Prospective student: How much do your students earn after they graduate?

Teacher: I’m sorry, I don’t know.

Prospective student: What do you mean? Don’t you keep track of what students do after they complete the program?

Teacher: Yes, we do, but we don’t ask them how much they earn. It is not the kind of question one asks….

Prospective student:  I know that, but shouldn’t you be gathering hard data on outcomes?

Teacher:  Of course, and we gather a range of data including the roles they get on graduation and how they progress in their careers.

Prospective student:  OK, but that doesn’t help me. How do I know that your degree is worth the hefty fees you charge?  If I’m investing that much, I must be sure of a decent return.

Teacher:  One cannot be certain about anything in life, there are never any guarantees. However, it’s perfectly reasonable to expect value from your education, so let me ask you – what would you consider a decent return?

Prospective student:   Hmm, a good job, I guess.

Teacher: Well, you heard from some of our alumni this evening.  They are currently employed as professionals in the field, and most of them got their jobs while studying or soon after completing their degree.

Prospective student: Yes, but you are unlikely to invite those who would say negative things about the program or those who have failed to get jobs.

Teacher: Fair enough, there are a few of those.

Prospective student: Well, that’s just my point. How do I know it will work for me?

Teacher:  You don’t!  Getting a job is an indirect effect of a good education.

Prospective student: I’m not sure I follow.

Teacher: An analogy might help clarify what I mean by indirect, Bill Gates did not become a multi-billionaire by setting out to become one. He became one by following his interests, his passion.

Prospective student: [a tad irritated] I still don’t get it.

Teacher: The objective of education is not to train you for a vocation…although, if you do things right, you are almost certain to get a job, and a good one at that. The aim of education is personal transformation, to broaden your perspective and thus enable you to look anew at the things you do at work and, possibly, even in life. Another aim is to prepare you to become that buzzword: a lifelong learner. No university can teach you those things, but they can help you learn them.

Prospective student: “personal transformation” sounds wonderful but terribly vague. Could you give me an example?

Teacher: Well, you’ve just heard from a few of our alumni and I could tell you many more stories. The thing is, I don’t think it is helpful to hear second-hand stories – their journeys are theirs, not yours. The story I’m interested in right now is yours: what you’re thinking, what you do and where you want to go.
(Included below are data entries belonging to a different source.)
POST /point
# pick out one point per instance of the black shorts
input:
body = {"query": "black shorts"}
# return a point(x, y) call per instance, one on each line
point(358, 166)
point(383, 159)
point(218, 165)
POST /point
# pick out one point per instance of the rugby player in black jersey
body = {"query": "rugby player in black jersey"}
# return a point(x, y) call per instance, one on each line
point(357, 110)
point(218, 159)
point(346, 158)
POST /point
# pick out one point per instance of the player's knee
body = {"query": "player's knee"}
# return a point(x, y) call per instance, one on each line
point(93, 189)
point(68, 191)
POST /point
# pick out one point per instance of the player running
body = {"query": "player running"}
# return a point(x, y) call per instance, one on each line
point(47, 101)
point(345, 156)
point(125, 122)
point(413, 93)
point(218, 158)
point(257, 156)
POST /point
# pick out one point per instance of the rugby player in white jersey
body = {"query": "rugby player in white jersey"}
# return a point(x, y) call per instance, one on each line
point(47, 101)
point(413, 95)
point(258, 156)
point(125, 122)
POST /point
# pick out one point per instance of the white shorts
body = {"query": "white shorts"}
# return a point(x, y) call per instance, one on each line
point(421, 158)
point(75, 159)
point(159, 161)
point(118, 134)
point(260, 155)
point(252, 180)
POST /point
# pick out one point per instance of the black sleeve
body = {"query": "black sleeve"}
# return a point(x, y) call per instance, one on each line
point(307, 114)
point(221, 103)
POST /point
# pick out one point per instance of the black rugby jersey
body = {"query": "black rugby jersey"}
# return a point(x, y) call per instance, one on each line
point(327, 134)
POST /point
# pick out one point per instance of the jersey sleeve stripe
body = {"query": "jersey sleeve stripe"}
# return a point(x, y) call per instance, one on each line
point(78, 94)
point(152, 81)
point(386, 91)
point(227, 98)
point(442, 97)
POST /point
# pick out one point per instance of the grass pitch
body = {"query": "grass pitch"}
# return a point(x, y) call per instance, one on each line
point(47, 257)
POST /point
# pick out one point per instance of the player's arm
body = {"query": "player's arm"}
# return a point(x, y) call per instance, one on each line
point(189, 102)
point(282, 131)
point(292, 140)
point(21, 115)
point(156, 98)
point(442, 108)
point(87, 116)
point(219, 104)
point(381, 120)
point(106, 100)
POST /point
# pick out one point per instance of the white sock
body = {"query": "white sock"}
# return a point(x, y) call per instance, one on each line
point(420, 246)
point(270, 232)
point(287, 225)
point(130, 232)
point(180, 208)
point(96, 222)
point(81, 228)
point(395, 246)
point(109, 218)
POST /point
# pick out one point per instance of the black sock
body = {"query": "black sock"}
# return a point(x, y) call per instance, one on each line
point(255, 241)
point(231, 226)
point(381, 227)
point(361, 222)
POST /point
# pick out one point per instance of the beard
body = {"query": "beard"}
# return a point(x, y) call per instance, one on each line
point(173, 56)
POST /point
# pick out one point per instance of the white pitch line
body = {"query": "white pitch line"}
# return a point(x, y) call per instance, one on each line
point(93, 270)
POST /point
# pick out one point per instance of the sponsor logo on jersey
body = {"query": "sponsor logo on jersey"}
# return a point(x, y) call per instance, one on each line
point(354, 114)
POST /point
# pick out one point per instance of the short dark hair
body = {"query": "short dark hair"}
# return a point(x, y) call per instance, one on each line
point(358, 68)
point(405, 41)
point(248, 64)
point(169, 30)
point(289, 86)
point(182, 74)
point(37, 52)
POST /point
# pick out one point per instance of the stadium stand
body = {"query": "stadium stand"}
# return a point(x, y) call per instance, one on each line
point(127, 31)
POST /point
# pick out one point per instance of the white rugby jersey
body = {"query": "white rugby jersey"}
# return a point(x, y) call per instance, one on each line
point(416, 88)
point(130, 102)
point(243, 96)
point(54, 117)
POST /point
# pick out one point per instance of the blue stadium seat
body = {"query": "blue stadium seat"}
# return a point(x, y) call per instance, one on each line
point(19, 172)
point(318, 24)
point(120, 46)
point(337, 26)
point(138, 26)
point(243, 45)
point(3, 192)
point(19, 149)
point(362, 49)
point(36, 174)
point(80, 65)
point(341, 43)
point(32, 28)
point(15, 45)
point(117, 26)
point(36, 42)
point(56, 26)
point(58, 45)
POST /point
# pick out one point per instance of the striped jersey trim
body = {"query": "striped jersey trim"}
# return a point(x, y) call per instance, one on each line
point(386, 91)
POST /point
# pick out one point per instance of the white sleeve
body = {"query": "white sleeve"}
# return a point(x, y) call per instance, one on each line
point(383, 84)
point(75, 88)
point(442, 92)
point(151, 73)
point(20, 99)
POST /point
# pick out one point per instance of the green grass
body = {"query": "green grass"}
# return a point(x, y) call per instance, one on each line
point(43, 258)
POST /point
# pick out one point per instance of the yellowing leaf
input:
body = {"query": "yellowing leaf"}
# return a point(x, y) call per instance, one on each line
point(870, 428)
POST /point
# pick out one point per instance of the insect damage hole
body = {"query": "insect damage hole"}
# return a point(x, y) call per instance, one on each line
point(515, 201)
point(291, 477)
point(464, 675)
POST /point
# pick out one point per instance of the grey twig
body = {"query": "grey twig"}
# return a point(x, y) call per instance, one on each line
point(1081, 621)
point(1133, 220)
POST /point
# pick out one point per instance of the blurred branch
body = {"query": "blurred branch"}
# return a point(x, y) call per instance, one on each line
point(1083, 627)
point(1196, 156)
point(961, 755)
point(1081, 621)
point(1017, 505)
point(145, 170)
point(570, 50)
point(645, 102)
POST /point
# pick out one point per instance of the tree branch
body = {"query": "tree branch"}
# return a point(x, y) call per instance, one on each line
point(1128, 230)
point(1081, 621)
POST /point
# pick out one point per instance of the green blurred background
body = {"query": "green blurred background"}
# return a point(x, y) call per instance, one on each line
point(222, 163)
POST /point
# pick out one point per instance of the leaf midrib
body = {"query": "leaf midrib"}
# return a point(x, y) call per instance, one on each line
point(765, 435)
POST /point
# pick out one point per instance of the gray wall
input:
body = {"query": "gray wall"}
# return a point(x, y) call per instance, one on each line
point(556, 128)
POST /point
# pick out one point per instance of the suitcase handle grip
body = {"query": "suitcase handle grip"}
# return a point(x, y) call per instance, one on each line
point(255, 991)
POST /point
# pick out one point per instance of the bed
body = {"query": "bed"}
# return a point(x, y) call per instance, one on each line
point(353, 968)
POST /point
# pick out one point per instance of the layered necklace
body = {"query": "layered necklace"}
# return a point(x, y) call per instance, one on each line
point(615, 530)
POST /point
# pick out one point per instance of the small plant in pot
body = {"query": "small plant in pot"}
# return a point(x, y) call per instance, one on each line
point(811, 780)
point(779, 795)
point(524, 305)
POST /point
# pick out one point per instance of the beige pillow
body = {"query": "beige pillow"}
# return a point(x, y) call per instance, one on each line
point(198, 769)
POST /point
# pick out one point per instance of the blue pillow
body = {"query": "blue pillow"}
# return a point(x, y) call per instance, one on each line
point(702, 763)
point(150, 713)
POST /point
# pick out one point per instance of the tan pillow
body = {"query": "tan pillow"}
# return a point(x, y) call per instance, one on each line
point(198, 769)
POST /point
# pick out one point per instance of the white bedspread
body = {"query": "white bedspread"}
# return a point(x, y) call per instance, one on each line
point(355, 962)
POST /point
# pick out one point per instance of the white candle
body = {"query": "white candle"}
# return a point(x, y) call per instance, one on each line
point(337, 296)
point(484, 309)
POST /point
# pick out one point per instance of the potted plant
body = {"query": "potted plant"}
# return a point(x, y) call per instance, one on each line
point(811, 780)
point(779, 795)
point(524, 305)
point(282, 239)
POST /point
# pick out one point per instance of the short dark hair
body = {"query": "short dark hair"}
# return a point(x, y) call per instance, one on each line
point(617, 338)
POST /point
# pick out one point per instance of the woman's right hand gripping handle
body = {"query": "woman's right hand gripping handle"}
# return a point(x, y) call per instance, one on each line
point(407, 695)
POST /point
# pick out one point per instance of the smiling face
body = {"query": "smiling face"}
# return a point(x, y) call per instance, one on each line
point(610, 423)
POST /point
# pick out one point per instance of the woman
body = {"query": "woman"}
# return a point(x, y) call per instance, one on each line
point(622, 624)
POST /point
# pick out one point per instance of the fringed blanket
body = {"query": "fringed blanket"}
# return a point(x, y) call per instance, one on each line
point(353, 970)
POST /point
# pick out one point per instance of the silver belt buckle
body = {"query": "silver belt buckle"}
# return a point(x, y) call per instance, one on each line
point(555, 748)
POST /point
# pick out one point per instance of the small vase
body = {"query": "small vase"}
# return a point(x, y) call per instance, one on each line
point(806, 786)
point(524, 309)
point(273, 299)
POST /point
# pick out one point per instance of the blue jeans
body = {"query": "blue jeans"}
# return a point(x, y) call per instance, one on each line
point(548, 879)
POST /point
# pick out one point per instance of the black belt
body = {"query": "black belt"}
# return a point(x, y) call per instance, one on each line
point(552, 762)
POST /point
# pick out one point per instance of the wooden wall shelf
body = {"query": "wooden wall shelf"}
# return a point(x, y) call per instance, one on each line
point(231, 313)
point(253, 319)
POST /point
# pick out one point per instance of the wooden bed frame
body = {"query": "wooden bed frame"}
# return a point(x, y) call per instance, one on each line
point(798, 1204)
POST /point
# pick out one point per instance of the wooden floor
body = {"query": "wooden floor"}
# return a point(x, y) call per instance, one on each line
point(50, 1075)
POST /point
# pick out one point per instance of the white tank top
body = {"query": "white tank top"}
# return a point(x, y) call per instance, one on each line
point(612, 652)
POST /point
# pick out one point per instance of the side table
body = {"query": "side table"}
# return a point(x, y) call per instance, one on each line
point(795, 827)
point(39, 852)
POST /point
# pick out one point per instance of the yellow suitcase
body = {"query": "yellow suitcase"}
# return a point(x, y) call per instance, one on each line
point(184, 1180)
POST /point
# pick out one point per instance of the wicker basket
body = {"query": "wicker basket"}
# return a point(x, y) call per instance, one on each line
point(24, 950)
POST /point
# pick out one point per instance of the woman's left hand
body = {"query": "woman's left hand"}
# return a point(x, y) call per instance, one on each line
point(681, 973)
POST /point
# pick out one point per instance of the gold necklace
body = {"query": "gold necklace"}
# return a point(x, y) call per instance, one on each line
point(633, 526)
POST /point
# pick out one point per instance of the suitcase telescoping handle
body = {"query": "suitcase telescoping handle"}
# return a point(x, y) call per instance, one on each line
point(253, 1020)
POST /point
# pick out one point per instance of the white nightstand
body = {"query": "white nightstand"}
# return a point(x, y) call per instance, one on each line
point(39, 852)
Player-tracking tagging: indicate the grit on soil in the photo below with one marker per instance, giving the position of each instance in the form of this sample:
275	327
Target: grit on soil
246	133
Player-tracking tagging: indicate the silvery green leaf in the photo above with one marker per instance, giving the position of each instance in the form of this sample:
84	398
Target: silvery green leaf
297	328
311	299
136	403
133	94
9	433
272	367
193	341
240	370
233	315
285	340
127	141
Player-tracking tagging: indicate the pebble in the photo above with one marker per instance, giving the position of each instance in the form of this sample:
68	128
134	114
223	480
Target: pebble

Prospective student: OK. I’m a financial analyst [Editor’s note: feel free to substitute your current profession here] and I want to be a data scientist. Will this course enable me to become one?

Teacher: It could, but whether or not it actually does depends largely on you.

Prospective student: That’s not an answer.

Teacher: It is, and it’s an honest one. No course will make you a data scientist. And if any university tells you they can, they’re lying. What a good university course will do is help you learn the technical and non-technical skills that will enable you to become a data scientist.  Whether you learn or not depends on you. The responsibility for your personal transformation lies largely with you. All we can do is show you the way.

Prospective student: so, do you cover … [student recites a litany of data science languages and techniques].

Teacher: Yes, we cover them.

Prospective student:  Won’t doing those make me a data scientist?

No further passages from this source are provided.